Time is the enemy in content conversion projects

All content conversion projects are time sensitive to one degree or another.

If you are a content aggregator, it is essential that your customers receive up to date information. For publishers of technical content migrating to a new authoring system or integrating a steady stream of OEM content into your own documentation set, converted content must be ready to meet publication deadlines, and must not add time-consuming tasks to the work of content creators.

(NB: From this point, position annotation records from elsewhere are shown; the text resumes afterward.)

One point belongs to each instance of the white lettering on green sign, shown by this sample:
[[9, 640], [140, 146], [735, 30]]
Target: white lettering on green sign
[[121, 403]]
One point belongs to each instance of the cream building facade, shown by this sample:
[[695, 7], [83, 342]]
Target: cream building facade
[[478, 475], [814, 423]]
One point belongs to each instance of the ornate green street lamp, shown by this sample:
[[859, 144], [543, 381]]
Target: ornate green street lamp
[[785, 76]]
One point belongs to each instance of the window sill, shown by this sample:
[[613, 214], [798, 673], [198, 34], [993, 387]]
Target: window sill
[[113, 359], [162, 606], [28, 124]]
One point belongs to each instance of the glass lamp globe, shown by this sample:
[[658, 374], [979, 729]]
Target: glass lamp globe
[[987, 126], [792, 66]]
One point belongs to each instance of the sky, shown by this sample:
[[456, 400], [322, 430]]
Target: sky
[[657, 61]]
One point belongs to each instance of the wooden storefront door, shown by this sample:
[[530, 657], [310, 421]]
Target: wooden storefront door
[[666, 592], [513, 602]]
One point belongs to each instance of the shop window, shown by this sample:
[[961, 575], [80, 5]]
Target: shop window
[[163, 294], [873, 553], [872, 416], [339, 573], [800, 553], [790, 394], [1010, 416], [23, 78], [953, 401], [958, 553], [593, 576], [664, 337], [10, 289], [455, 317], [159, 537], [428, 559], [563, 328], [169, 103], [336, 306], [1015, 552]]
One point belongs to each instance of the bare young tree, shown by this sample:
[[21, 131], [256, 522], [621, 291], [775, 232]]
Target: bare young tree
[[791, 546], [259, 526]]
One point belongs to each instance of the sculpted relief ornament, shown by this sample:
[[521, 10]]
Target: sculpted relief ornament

Yet performing content conversion in a timely manner is beset with difficulties. You not only have to worry about the total conversion time of the overall project, but also about the development time for automating conversion processes, and the execution time of the processes themselves.

The 80/20 rule

The 80/20 rule applies to content conversion. You can do 80% of the task for 20% of the time and cost by automating the basic format conversion and ignoring all the special cases and exceptions. Often you can buy a tool or service to do the 80% out of the box, or with minimal configuration and scripting. But the remaining 20% of the conversion still has to be done, and if that is left to manual cleanup, the total conversion time will be unacceptably long.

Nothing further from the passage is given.